Why do I always do a seasonal color discussion?
- Because I believe in outfit planning and planning your shopping.
- A quick glance over this season’s big colors tells you whether you should budget extra into your clothes this season or save up for next year. You might find an amazing piece in that special, rare, “you” color – but you won’t if you’re not looking.
- There is a difference between a “good” color and a “great” color. Yes, blue-green is my best color, but some blue-greens make the angels cry and some of them are just nice. When the greats become available, grab them. Every year sees a slightly different interpretation of the fashionable colors. And “fashionable” means “available”.
Will every store have these colors?
- No. But the smaller the store, the more likely you are to see the on-trend colors. Department stores won’t show as much allegiance to these colors as will chain boutique stores like Talbots or Loft. White-House/Black-Market in particular works very strongly from a limited palette.
- Note that all stores have buyers, and traditionally they choose the clothes that come in – that’s why most of us have favorite stores. This means there will be some variance on items or colors available from one store to the next.
- Designers don’t work just from the Pantone colors. Pantone is a forecast service, not a limitation. Some designers use certain shades regularly. For instance, Springs can rely upon Ralph Lauren for the perfect shade of khaki – a much warmer shade than anyone else uses these days.
- We continue to look at a variety of soft almost-neutral colors. Dye lot and designer interpretation can carry these colors from one season to the other with a flick of the wrist – use swatches, match colors in daylight to your skin if at all possible.
- Coconut Milk is a useful shade of off-white which, although it won’t work equally well on all seasons, should be wearable for everyone. Likewise, Sailor Blue and Warm Sand are at least not-bad on everyone.
- Nile Green, Ash Rose, and Almost Mauve are, on paper, warm-season colors, but are exactly the shades that flip if you sneeze too hard. Redheads should be looking hard at doing some shopping in these shades. Ash Rose, in particular, is one of those shades that reads as “pink” on women who can’t wear true pinks.
- Rapture Rose and Pink Lavender are also changeable. Will they work on a Summer or a Spring? Only the dye lot can say for sure – check carefully!
- Blooming Dahlia is nice on any light-warm-colored woman. Harbor Mist is for the cool-season gals.
- The other trend in color in the last few years has been brights. Brights are always noticeable. They also tend to be short-term favorites – so if a particular color sings to you, grab it. You might well not see it again for a decade.
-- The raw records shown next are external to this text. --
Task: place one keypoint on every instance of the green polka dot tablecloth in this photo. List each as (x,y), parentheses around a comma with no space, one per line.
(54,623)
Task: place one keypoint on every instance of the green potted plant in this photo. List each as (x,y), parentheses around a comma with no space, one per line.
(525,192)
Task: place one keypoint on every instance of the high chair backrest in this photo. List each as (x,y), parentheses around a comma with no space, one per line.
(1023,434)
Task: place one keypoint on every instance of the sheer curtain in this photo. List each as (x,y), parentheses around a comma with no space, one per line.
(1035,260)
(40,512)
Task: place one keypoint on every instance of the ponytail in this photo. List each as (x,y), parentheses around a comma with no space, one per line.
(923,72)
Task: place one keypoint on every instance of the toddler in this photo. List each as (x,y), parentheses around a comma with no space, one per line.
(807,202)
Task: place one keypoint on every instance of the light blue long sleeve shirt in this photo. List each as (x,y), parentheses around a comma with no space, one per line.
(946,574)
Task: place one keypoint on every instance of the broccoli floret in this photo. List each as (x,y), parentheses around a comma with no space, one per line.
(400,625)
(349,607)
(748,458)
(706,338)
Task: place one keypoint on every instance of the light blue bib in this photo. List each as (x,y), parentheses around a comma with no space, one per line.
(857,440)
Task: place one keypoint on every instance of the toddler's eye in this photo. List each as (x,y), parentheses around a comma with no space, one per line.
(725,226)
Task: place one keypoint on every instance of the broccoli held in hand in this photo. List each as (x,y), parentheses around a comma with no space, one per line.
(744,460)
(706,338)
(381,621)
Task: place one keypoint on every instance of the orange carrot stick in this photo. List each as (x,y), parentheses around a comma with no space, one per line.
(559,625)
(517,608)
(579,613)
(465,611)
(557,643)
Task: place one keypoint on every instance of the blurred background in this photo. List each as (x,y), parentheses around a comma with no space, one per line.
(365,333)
You can always put a special item away after the first year and bring it back when it’s not so obviously last-year’s-shade.
- This is, after all, the Spring palette, so we have several colors that look good on Springs. Cherry Tomato, Palace Blue, Arcadia, and Spring Crocus can certainly add a bounce to your step!
- Meadowlark and Lime Punch are Winter shades, but are nearly unwearable for Caucasian women. Women of color rock these shades. (Lime Punch against dark skin is stunning). If your skin can’t handle a whole garment of one of these colors and you’ve been waiting for a cold yellow or yellow-green, wear it in a print.
- Ultraviolet is another good – albeit changeable – shade. On paper this looks best on Winters and Summers, but a sneeze in the dyelot and you can see it on a Spring.
- Most unusually, we’re still seeing some dark reds and browns persisting into the Spring Palette. This is great news for Autumnal gals.
- Emperador, Spiced Apple, and Chili Oil are the Autumn stand-outs. Consider a floaty floral dress with a background of Coconut Milk or Warm Sand with any or all of these used as accents… there’s no reason why your best colors should prevent you from indulging in seasonal finery.
I’m pleased to note that Spring 2018 has something for everyone. That’s not true of every season, or every year.